On Thursday, DeWine mandated school closures from March 16 through April 5. The OHSAA issued a press release Friday afternoon with detailed information for coaches, players and school administrators on how to proceed with athletic activities.

During the time schools are closed, there is a “no-contact period” in effect, prohibiting coaches from coaching, instructing or supervising any practices, physical fitness programs or open gyms, according to OHSAA executive director Jerry Snodgrass. The no-contact period is for coaches in all sports.

The release added that the situation will be re-evaluated daily. As of now, schools can restart practices on April 6. All scrimmages and games can commence April 11. Those dates are tentative.

“Given the rapidly changing events nationally and statewide, we are assessing the situation daily,” the OHSAA release said. “It is impossible to make a determination today.”

It’s an odd time for high school coaches in all sports, but the time off is especially different for spring sports coaches.

Mathews baseball coach Jared Terlecky received the news about schools being closed during baseball practice Thursday afternoon. He spoke with his team one last time and then sent them home.

“I did talk to them,” Terlecky said. “The seniors, of course, they looked real concerned because this is their senior year. The young guys, they don’t know what to expect. Everyone is in a state of shock right now. Nobody knows. It’s that unknowing that makes you uneasy I guess.”

Terlecky said he understands these types of actions are necessary during an “unprecedented” time.

He said it’s a strange absence unlike any he has seen. He said his assistant coach and former Mathews head coach, Dan Kennedy, 82, couldn’t recall ever going through anything like this in his lifetime either.

Regardless, Terlecky is confident all the schools can find a way to adapt.

“If there’s anyone who can deal with a little pause in the season it’s baseball and softball,” said Terlecky, laughing a bit as he referred to the rain that typically delays and postpones games this time of year. “… We’ve had open gym since Thanksgiving. We’ve been practicing for three weeks. Some of those guys have private coaches they go see in the offseason. They have a lot of time put into this. It’d be a real shame if (they didn’t get a chance to play).”

Some other sports felt the brunt of the disappointment from the outbreak at the worst time.

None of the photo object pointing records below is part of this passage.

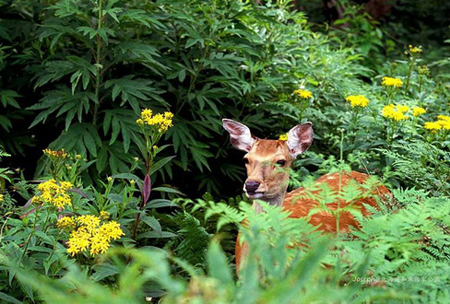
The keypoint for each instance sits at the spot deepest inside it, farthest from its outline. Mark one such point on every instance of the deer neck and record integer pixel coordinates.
(276, 201)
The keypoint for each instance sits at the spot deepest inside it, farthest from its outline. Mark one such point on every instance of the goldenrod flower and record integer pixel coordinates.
(423, 70)
(417, 111)
(395, 112)
(104, 215)
(66, 222)
(392, 82)
(90, 222)
(92, 235)
(79, 241)
(162, 121)
(415, 49)
(402, 108)
(357, 101)
(55, 154)
(283, 137)
(53, 193)
(443, 123)
(432, 126)
(305, 94)
(444, 117)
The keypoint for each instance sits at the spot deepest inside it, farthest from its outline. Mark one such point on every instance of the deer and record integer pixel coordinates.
(267, 162)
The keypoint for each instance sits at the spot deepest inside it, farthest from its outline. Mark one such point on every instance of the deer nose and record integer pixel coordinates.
(251, 186)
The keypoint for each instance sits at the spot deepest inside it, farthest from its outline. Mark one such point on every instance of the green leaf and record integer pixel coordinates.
(155, 235)
(159, 164)
(9, 298)
(218, 266)
(153, 223)
(103, 271)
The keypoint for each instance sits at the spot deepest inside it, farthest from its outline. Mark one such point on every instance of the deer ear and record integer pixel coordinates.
(240, 135)
(300, 138)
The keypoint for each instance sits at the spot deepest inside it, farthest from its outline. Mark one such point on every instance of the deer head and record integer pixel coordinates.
(267, 161)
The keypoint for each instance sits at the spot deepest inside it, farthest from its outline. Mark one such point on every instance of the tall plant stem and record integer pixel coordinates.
(98, 65)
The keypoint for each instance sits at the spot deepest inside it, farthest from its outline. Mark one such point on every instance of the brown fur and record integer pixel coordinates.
(299, 206)
(261, 167)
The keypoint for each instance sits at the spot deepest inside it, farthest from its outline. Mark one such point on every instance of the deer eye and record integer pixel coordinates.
(281, 163)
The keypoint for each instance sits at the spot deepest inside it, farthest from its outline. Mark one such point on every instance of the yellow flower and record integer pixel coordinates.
(392, 82)
(305, 94)
(283, 137)
(111, 230)
(162, 121)
(415, 49)
(53, 193)
(66, 222)
(402, 108)
(55, 154)
(444, 117)
(417, 111)
(396, 113)
(79, 241)
(104, 215)
(91, 222)
(99, 244)
(357, 101)
(432, 126)
(92, 235)
(445, 124)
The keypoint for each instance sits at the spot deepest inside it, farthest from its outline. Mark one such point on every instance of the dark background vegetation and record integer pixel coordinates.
(379, 29)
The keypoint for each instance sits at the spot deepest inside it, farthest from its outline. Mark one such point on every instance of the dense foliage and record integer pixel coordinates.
(127, 97)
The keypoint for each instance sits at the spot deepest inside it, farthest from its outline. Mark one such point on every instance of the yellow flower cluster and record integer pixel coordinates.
(395, 112)
(104, 215)
(357, 101)
(93, 235)
(392, 82)
(305, 94)
(443, 123)
(55, 154)
(283, 137)
(415, 49)
(53, 193)
(162, 121)
(417, 111)
(67, 222)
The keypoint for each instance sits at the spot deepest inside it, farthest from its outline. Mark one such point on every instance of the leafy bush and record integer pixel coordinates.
(94, 222)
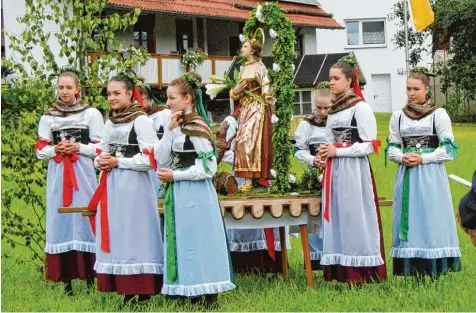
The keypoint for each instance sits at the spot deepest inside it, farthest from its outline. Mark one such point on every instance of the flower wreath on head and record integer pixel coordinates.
(323, 85)
(350, 59)
(423, 70)
(197, 85)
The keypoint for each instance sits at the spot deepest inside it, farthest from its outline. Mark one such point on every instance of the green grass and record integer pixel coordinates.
(23, 289)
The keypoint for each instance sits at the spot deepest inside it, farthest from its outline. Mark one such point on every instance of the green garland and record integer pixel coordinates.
(323, 85)
(273, 19)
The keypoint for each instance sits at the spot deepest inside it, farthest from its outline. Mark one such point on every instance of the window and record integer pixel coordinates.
(302, 102)
(366, 32)
(299, 45)
(140, 39)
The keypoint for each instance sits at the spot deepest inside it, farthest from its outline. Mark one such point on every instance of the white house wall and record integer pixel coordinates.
(165, 32)
(126, 36)
(384, 60)
(218, 32)
(309, 40)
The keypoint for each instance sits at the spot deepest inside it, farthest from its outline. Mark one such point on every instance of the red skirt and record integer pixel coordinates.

Boys basketball was halted during the regional tournament. State tournaments for girls basketball, ice hockey and individual wrestling were all postponed, with the hope they will be finished at a later date.

There were 17 area wrestlers, one boys basketball team and one girls basketball team set to compete before being postponed. Canfield had two state wrestlers, including senior Anthony D’Alesio, who was looking to defend his state title from last year. Coach Steve Pitts was let down the state tournament was cancelled, but he also understood the reasoning for it.

“We were certainly disappointed with the postponement of the state tournament, but when taking a step back, we’ve come to understand that this was done with everyone’s best interest at heart,” he said. “We hope that something can be worked out to reschedule. I feel horrible for the seniors who were going to be first-time participants and may not get the experience of the state tournament.

“Wrestlers are a unique breed that are trained to face adversity head on. When you live to compete, it is difficult to have that ability taken away, but we will find a way to move forward and get better from this.”

Athletes aren’t allowed to do much during the time away either.

The release emphasized the “non-interscholastic rule” remains in effect during the break.

The rule essentially means teams or athletes still in postseason tournaments are not allowed to compete in any non-school sports during the time away. For spring sport athletes, they are in violation of the non-interscholastic rule if they participate in any non-school sport in the same season if they have already participated in a scrimmage or contest for the school team in that sport.

The Tribune Chronicle will continue to update readers on the ongoing situation.